Excerpts from Information Notice of Bank of Russia:
The current trends are expected to persist in the coming months. The modest growth of household income and retail lending will continue to contain consumer spending. Investment activity will remain weak amid the persisting economic uncertainty and the relatively tough lending conditions. Investment demand is expected to be constrained also by limited potential substitution of external finance with domestic one, following the narrow nature of the Russian financial market and high debt load of companies. Investment is likely to be supported somewhat by the governmental turnaround programme. In an unfavourable environment in the global commodity markets, exports in value terms are expected to go down. At the same time a weaker internal demand will cause a more significant decrease in imports in value terms. As a result, net exports will be a positive contributor to the annual output growth.

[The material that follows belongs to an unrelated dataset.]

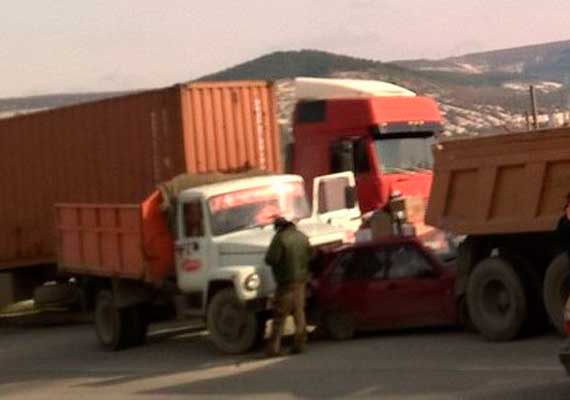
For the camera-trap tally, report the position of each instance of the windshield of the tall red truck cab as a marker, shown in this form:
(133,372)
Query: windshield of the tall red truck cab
(397,154)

Further economic development will depend on the pace of the economy’s adjustment to the recent external shocks. According to the Bank of Russia’s forecast, gradual easing of internal financial conditions, lower debt burden and improved business sentiment in 2016 H2 will pave the way for investment and production recovery in 2017. It will consequently result in growing household income contributing to the revival of consumer demand in 2018. The GDP fall will slow to 0.5-1.0% in 2016. In 2017, the economic growth rate will stand at 0.0-1.0%.
The annual inflation will drop in early 2016 following its high value in early 2015, among other things. The external trade restrictions imposed against Turkey from January 2016 will not have a significant impact on consumer prices. These restrictions are estimated to add about 0.2-0.4 pp to inflation till the end of 2015 and in early 2016. The slack domestic demand and the relatively tough monetary conditions will drag down annual inflation in 2016-2017. A slowdown in the consumer price growth will create prerequisites for decrease in inflation expectations. According to the Bank of Russia’s forecast, the annual consumer price growth will stand at about 6% in late 2016, on track to reach the 4% target in 2017, facilitated by the current monetary policy.
The key sources of inflation risks are possible further worsening of the external climate against the backdrop of persistently low oil prices, monetary policy normalisation by key central banks and continued slowdown in the Chinese economic growth. Besides, inflation reduction can be hampered by persistently high inflation expectations, and an upward revision, planned for 2016-2017, of rates and prices in the regulated sector, an upward revision of social payments indexation, as well as overall budget policy easing.